HACKER Q&A
📣 jejeyyy77

Tools for managing large image datasets?


I have a large image dataset, around 100-500K images.

Do the ML folks have any recommendations on tool they use to manage/organize/annotate/view large image sets?

Things like: - Visually and manually deleting bad images - Applying mass cropping/letterboxing/resizing - Annotating - Tagging, etc


  👤 PaulHoule Accepted Answer ✓
I have built a bunch of these for various projects over the past 20 years from sources like Flickr, Wikimedia Commons, online image galleries, “booru”, photos i take, etc. I have also used Lightroom heavily as well as disciplined schemes for keeping them in a directory.

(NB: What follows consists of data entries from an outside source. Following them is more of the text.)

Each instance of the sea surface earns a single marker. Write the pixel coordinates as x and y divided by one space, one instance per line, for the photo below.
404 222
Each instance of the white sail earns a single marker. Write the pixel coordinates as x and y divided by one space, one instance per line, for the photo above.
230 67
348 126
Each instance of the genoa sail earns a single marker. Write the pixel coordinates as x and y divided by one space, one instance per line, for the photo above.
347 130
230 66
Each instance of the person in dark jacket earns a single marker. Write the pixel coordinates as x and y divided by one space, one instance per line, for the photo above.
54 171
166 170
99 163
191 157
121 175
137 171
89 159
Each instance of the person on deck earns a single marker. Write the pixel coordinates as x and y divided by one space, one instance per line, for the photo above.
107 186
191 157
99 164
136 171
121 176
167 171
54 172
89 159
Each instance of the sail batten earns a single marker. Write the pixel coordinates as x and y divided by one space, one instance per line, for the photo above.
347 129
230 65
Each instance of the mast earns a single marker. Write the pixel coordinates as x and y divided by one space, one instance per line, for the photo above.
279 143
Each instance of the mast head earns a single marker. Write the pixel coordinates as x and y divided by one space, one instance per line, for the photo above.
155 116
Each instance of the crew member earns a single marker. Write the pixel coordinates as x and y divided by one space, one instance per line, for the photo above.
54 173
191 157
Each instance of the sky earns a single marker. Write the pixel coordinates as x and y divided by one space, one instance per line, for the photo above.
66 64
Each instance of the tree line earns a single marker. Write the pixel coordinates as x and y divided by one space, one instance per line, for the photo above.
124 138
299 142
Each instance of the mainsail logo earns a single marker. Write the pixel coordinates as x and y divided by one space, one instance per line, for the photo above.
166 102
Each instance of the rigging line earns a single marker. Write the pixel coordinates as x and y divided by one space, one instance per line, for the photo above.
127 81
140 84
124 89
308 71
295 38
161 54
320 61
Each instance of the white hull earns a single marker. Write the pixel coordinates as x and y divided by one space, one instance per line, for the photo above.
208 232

I just built one last week by cutting and pasting code out of my YOShInOn RSS reader, which is based on the PAX stack, Python-ArangoDB-HTMX. Fraxinus has a bookmark manager that and a focused webcrawler that knows the markup of (now) a handful of sites so it can get images, metadata, text ,links, etc. Queues in Fraxinus are much simpler than in YOShInOn, there is no A.I. or M.L. in it yet. I am planning, however, to build a rather gold plated ‘tagging’ system which will let tags be positive, negative or indeterminate which would let an active learning system queue judgements on tags. I'd say that it also contains a 'personal data lake' in that crawled content goes into a repository which can be rapidly reprocessed when developing the data enrichment system.

I’ve collected 55k since Saturday, I’d expect no trouble at 10x the size, I’ve built them up to about 2M.